The renewed vision, Achieving Excellence, continues to focus on basics like reading, writing and math, while placing a new emphasis on higher-order skills like critical thinking, communication, collaboration and entrepreneurship. It also recognizes the importance of student well-being inside and outside of school.
Earlier today, the province announced it will invest $150 million over three years in technology and learning tools such as new digital tablets, netbooks, cameras, software and professional development for teachers. This fund will create new opportunities for students and teachers to take advantage of new technology and prepare them for good jobs in the global economy.
Guided by Achieving Excellence, the province will focus on achieving tangible results, such as:
- Expanding hands-on programs like Specialist High Skills Majors and Dual Credits
- Recognizing learning opportunities outside of school, including community-based, civic, humanitarian, scientific, artistic and international experience
- Increasing graduation rates and closing achievement gaps for First Nations, Inuit and Métis students, children and youth in care, and students with special needs
- Working with education and health partners to improve and expand health services for students and families
- Working with partners inside and outside of school to encourage students to be physically active and practise healthy lifestyles
Supporting a world-class education system is part of the government’s economic plan that is creating jobs for today and tomorrow.
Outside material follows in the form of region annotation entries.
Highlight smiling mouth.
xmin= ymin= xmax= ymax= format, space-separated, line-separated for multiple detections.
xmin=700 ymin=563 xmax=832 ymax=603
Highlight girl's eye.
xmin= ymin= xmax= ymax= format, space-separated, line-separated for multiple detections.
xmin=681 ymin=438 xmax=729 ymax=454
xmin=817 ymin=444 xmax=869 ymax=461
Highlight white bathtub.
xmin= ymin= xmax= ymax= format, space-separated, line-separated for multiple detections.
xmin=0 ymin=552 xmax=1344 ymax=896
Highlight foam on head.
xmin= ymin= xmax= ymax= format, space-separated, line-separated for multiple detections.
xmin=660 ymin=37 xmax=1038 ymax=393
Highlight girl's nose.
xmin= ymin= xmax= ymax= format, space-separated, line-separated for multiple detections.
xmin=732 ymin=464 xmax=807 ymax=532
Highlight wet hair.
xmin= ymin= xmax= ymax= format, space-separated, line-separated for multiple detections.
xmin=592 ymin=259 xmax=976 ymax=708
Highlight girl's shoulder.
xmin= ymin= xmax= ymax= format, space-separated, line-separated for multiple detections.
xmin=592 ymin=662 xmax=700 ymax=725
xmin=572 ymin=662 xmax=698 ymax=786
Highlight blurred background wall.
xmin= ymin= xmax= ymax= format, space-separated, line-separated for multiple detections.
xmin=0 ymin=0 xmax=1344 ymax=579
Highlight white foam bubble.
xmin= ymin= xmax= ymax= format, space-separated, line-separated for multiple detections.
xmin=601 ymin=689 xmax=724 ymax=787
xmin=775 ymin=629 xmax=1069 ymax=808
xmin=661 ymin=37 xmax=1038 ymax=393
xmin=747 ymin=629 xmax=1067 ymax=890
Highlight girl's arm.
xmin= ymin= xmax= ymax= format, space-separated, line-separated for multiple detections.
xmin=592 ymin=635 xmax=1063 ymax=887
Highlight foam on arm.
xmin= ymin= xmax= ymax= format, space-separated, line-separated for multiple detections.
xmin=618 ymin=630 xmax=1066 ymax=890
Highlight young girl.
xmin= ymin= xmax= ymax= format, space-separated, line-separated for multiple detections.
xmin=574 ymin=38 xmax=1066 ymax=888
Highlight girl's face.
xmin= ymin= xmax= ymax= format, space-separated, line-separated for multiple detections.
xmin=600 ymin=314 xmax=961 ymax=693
The comprehensive plan and its six priorities focus on Ontario’s greatest strengths – its people and strategic partnerships.
- Ontario’s graduation rate in 2013 was 83 per cent – 15 percentage points higher than the 2004 rate of 68 per cent. This means that 138,000 more high school students graduated over the past 10 years than would have if the rate stayed at the 2004 level.
- In 2013, 71 per cent of Ontario’s grade 3 and 6 students were meeting or exceeding the provincial standard in reading, writing and math. That’s a 17 percentage point increase from 54 per cent in 2003.
- Thousands of people participated in extensive provincewide consultations for the renewed vision, including eight in-person consultation sessions and 1,178 online submissions.